V-shaped and S-shaped binary artificial protozoa optimizer (APO) algorithm for wrapper feature selection on biological data

Abstract

This study addresses the limitation of feature selection (FS) problems in high-dimensional biomedical datasets. The high dimensional datasets contain attributes that are deemed irrelevant, redundant, and noisy. Thus, the process of feature selection is a valuable initial step aimed at improving the performance of classification models through the identification and selection of a constrained set of significant and impactful features. Due to the NP-hard nature of feature selection, it is crucial to recognize that addressing these challenges requires the utilization of metaheuristic algorithms. However, since the feature selection problem is a discrete problem, the binary version of metaheuristic algorithms should be used. To overcome these challenges, this paper proposes a novel bAPO algorithm that leverages adaptive population dynamics for more efficient exploration and exploitation of the solution space. The proposed bAPO algorithm uses V-shaped and S shaped transfer functions to obtain wrapper feature selection in biological data. There are eight different versions of the bAPO algorithm in this study that were evaluated with 14 well-known biological datasets.

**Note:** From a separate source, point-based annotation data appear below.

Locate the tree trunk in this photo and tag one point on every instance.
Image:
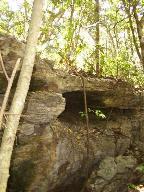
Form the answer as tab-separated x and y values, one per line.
97	39
20	95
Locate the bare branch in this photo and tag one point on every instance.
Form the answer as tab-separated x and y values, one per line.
3	67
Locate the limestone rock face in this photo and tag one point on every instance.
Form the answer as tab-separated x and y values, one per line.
52	151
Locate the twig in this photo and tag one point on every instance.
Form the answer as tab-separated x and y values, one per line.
3	67
10	82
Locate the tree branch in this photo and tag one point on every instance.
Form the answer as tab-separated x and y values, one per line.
3	67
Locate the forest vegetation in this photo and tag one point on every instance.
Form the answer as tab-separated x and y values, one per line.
103	39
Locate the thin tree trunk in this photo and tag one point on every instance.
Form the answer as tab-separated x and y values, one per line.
20	95
140	26
10	82
97	39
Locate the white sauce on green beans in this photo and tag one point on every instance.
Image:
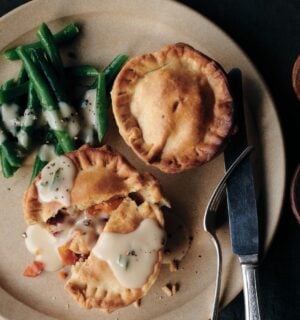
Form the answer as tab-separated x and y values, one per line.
70	119
56	182
10	117
43	245
131	256
88	107
47	152
28	118
2	136
23	138
53	119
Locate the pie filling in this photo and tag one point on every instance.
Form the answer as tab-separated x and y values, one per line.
71	234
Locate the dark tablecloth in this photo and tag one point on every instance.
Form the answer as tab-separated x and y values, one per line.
269	32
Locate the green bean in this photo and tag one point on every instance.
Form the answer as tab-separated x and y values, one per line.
10	94
63	36
30	115
22	76
112	70
49	72
39	82
8	84
7	169
101	107
46	99
48	42
82	71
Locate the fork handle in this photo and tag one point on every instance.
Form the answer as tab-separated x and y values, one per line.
251	291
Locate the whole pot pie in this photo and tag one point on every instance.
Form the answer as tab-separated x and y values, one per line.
91	209
173	107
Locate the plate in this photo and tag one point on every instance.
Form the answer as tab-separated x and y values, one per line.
110	27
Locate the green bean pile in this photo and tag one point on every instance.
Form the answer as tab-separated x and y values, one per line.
40	99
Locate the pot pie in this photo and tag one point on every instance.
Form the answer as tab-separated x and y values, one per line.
91	209
173	107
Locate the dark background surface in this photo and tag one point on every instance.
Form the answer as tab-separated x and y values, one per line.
269	32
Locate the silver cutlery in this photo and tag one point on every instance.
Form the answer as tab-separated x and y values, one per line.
209	225
241	203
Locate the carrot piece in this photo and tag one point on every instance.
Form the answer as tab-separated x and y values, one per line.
34	269
62	275
68	256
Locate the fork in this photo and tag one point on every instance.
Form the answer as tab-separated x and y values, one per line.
209	225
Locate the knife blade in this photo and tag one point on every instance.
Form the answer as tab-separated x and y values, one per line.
241	204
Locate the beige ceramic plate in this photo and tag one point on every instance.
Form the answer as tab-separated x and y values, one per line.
110	27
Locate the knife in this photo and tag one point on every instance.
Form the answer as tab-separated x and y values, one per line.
241	204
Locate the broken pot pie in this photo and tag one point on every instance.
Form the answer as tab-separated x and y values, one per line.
173	107
92	210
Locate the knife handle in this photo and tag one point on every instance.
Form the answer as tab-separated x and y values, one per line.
251	291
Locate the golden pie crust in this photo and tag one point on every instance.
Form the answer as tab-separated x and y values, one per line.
92	283
103	175
173	107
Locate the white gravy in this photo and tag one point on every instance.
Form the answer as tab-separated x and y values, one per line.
42	244
131	256
47	152
10	117
56	181
88	107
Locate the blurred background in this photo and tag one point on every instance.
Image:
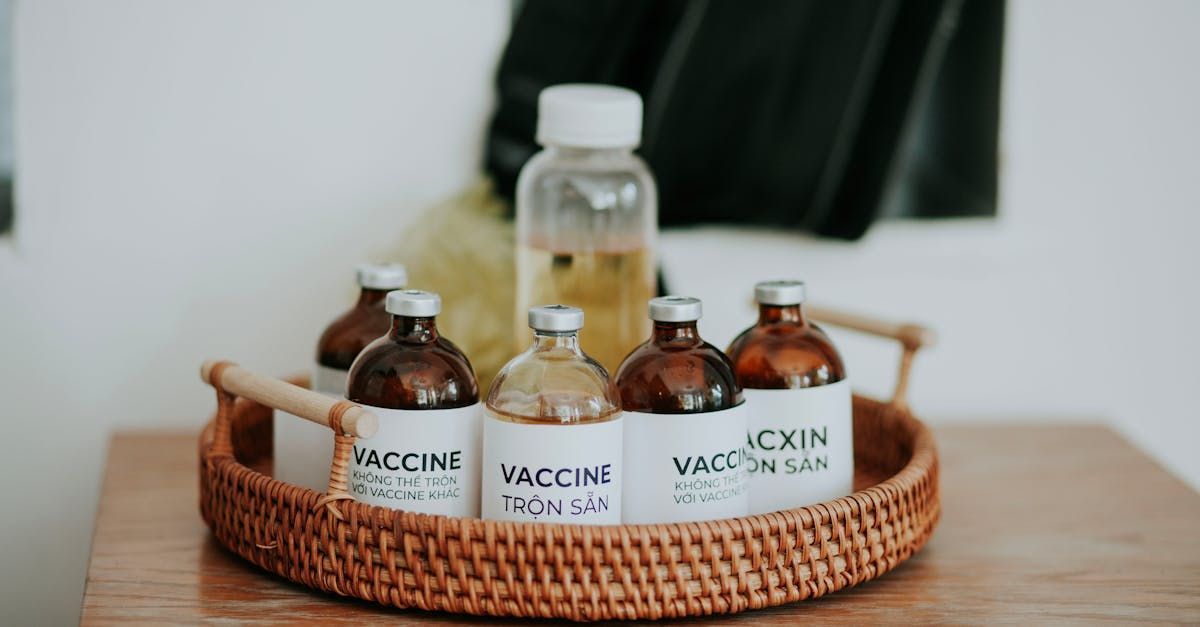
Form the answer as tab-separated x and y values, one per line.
189	180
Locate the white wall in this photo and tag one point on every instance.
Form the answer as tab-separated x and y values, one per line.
1081	300
190	174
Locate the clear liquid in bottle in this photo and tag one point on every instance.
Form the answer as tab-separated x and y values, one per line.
587	218
552	431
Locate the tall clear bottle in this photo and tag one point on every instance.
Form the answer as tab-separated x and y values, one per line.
303	449
801	439
425	457
587	218
685	424
552	430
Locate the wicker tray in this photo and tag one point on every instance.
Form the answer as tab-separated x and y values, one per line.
406	560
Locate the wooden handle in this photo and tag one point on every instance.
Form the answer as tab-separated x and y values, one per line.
295	400
911	336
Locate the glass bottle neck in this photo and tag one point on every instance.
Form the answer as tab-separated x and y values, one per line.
547	340
676	333
415	330
577	153
371	296
771	314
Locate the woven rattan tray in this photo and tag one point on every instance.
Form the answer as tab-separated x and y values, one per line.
331	543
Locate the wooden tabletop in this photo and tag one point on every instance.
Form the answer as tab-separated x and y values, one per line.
1038	524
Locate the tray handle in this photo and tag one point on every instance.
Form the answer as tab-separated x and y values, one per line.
911	336
345	418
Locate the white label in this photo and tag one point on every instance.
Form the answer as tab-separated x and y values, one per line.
801	446
552	473
304	451
420	460
685	466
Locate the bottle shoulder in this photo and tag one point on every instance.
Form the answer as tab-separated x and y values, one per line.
555	386
785	356
412	376
677	380
348	334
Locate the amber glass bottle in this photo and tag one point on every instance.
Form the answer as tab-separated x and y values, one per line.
353	330
801	437
684	423
425	457
552	433
303	451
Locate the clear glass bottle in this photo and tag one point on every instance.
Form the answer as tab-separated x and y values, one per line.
303	449
552	430
801	439
685	423
426	454
587	218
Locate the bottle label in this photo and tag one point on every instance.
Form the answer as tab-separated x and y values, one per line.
552	473
303	449
420	460
685	466
799	446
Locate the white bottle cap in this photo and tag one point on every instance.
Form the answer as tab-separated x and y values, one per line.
382	275
675	309
413	303
556	318
780	293
589	117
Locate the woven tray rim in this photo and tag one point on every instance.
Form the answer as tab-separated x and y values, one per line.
748	562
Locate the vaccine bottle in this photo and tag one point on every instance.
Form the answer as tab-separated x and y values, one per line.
552	430
801	439
587	218
426	455
685	423
303	449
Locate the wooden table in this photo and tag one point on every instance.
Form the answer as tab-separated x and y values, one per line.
1039	524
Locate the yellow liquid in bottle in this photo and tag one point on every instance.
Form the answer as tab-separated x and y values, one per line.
611	287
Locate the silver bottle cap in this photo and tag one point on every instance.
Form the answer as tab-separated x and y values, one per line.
779	292
675	309
413	303
382	275
556	318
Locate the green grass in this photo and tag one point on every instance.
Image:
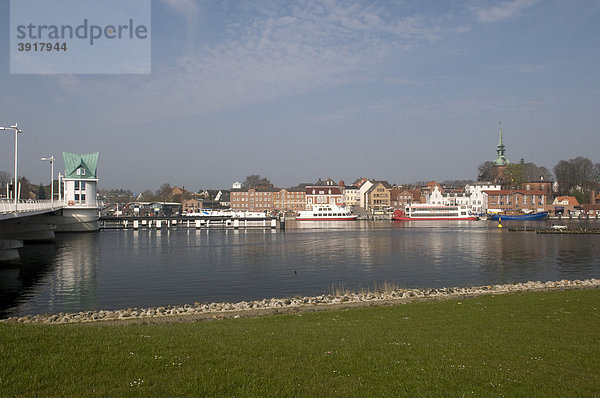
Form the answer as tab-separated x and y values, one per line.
528	344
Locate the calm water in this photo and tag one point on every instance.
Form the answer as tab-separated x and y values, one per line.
119	269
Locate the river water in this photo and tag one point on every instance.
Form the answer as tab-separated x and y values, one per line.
114	269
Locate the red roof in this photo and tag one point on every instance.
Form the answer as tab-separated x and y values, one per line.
572	200
323	190
515	191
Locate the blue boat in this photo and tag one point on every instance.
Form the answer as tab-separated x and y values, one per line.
540	215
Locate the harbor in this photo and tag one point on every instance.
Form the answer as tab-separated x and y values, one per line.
126	268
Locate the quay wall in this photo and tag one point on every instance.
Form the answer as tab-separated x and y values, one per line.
209	311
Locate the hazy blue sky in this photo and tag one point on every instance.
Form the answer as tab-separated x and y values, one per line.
396	90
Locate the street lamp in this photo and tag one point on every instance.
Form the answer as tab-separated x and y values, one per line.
17	130
51	160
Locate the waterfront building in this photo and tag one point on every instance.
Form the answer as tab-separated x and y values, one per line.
540	185
253	199
377	198
322	195
351	195
364	186
192	205
497	201
399	198
292	199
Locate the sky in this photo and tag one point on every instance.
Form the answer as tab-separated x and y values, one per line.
401	91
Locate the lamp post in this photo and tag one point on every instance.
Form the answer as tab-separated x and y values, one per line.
17	130
51	160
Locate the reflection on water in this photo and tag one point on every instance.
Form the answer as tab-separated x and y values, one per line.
119	269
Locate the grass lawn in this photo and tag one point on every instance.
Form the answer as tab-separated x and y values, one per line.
526	344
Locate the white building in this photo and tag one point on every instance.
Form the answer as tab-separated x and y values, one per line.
473	197
362	192
352	195
80	212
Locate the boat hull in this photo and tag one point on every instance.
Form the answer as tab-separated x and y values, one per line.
435	218
542	215
349	218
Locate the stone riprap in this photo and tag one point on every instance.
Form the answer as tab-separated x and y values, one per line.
207	311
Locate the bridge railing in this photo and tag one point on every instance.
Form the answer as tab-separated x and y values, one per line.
25	206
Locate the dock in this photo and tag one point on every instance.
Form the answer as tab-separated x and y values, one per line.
558	229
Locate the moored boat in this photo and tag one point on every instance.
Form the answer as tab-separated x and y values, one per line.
326	213
428	212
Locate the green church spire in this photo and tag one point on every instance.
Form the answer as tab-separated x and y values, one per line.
500	158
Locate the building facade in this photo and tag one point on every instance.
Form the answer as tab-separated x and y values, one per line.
351	195
377	198
498	201
79	193
289	200
253	199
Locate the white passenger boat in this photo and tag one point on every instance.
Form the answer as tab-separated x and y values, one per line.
326	213
427	212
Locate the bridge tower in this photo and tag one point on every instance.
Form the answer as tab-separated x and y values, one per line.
80	211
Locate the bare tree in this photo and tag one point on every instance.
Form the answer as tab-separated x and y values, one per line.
578	174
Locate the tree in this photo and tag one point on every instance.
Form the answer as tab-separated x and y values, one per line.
41	192
486	171
255	180
578	174
164	192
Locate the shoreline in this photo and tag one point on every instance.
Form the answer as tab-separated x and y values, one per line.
272	306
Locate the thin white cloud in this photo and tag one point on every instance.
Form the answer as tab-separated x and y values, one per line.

The obtained results have been analyzed with the fitness value, the number of selected features, k-nearest neighbors (KNN) accuracy, support vector machine (SVM) accuracy, and random forest (RF). Statistical validation using p-value analysis demonstrates the robustness and reliability of the results. The obtained findings suggest that the proposed bAPO algorithm provides a powerful method for tackling optimization problems, particularly in high-dimensional datasets. In fitness performance, the bAPO-V1 and bAPO-V2 (27.70%) demonstrate superior performance, and in terms of reduced features, the bAPO-V2 (36.36%) algorithm achieved good performance.